- java - Installation Instruction
- git - Installation Instruction
- docker - Installation Instruction
- Clone this repo to your local
- Execute the script : RunSparkJobOnDocker.sh
This repository contains all the required files to create a n-node spark cluster and run a simple app on it. In this project, the script RunSparkJobOnDocker.sh does the following:
- Pull the Spark image from docker-hub. Tag : 2.2.1
- Build and Create a n-node cluster. Here I'm creating a 3-node cluster. This can be changed by specifying
docker-compose up -d --scale slave=$number_of_nodes
- Wait for 10 seconds so that Docker fully establishes the network connections.

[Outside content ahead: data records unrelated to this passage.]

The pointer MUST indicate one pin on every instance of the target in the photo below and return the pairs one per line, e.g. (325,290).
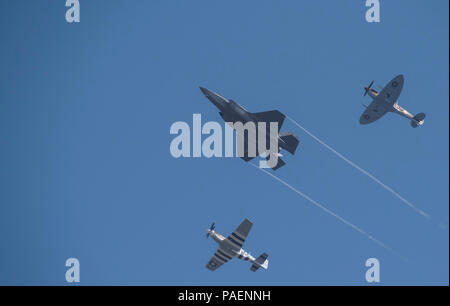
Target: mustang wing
(218,259)
(237,238)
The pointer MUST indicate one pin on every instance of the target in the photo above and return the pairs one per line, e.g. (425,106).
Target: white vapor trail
(331,212)
(418,210)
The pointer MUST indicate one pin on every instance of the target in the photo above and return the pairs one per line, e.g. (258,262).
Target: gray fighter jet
(386,101)
(232,112)
(232,247)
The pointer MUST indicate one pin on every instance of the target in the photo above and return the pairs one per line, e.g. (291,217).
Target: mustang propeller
(213,226)
(368,88)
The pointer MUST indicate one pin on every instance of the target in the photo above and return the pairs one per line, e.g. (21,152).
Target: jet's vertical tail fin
(261,261)
(289,141)
(417,120)
(270,116)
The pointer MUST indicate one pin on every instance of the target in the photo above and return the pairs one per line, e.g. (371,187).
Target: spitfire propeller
(212,227)
(368,88)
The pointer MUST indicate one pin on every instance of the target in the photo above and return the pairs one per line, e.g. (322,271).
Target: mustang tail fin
(417,120)
(289,141)
(261,261)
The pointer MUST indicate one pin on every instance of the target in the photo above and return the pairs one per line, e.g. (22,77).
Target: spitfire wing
(373,112)
(391,91)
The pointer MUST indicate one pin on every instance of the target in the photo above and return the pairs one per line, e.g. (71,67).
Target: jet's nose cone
(204,91)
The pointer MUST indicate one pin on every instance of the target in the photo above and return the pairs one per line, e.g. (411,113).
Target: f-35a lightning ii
(232,113)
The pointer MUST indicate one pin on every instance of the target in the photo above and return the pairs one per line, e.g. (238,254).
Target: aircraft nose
(205,91)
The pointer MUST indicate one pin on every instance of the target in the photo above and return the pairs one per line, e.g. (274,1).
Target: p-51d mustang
(232,112)
(386,101)
(232,247)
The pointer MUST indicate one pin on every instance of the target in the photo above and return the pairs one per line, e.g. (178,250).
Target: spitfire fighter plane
(386,101)
(232,247)
(232,112)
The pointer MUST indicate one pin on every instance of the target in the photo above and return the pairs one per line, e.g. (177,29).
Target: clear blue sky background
(85,167)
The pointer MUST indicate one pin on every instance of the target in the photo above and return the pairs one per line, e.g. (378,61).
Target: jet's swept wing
(270,116)
(237,238)
(373,112)
(391,91)
(218,259)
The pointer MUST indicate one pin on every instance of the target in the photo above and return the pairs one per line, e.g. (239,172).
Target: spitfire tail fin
(289,141)
(417,120)
(261,261)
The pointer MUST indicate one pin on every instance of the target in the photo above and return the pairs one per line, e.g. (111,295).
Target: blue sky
(85,167)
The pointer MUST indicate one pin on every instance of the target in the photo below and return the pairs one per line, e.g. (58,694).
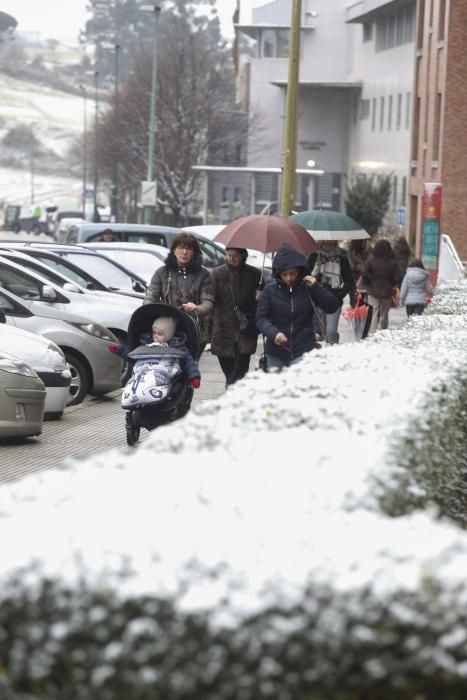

- Run the job on the cluster. You can either pull this Source Code and build with Gradle or try something of your own.
- Optional - after successful completion of job, bring down the cluster by running
docker-compose down
.
Master - localhost:8080
History Server - localhost:18080
Executors - The port bindings can be found by running docker ps -a
. Eg:
Pavans-MacBook-Pro:create-and-run-spark-job pavanpkulkarni$ docker ps -a
CONTAINER ID IMAGE COMMAND CREATED STATUS PORTS NAMES
30a51b5f5a77 pavanpkulkarni/spark_image:2.2.1 "/usr/bin/supervisor…" 12 seconds ago Up 16 seconds 4040/tcp, 6066/tcp, 7077/tcp, 8080/tcp, 18080/tcp, 0.0.0.0:32854->8081/tcp create-and-run-spark-job_slave_3
So, the executor can be accessed using localhost:32854
Check this repo for Docker image details
Run the script RemoveContainersAndImages.sh to remove all the containers and images.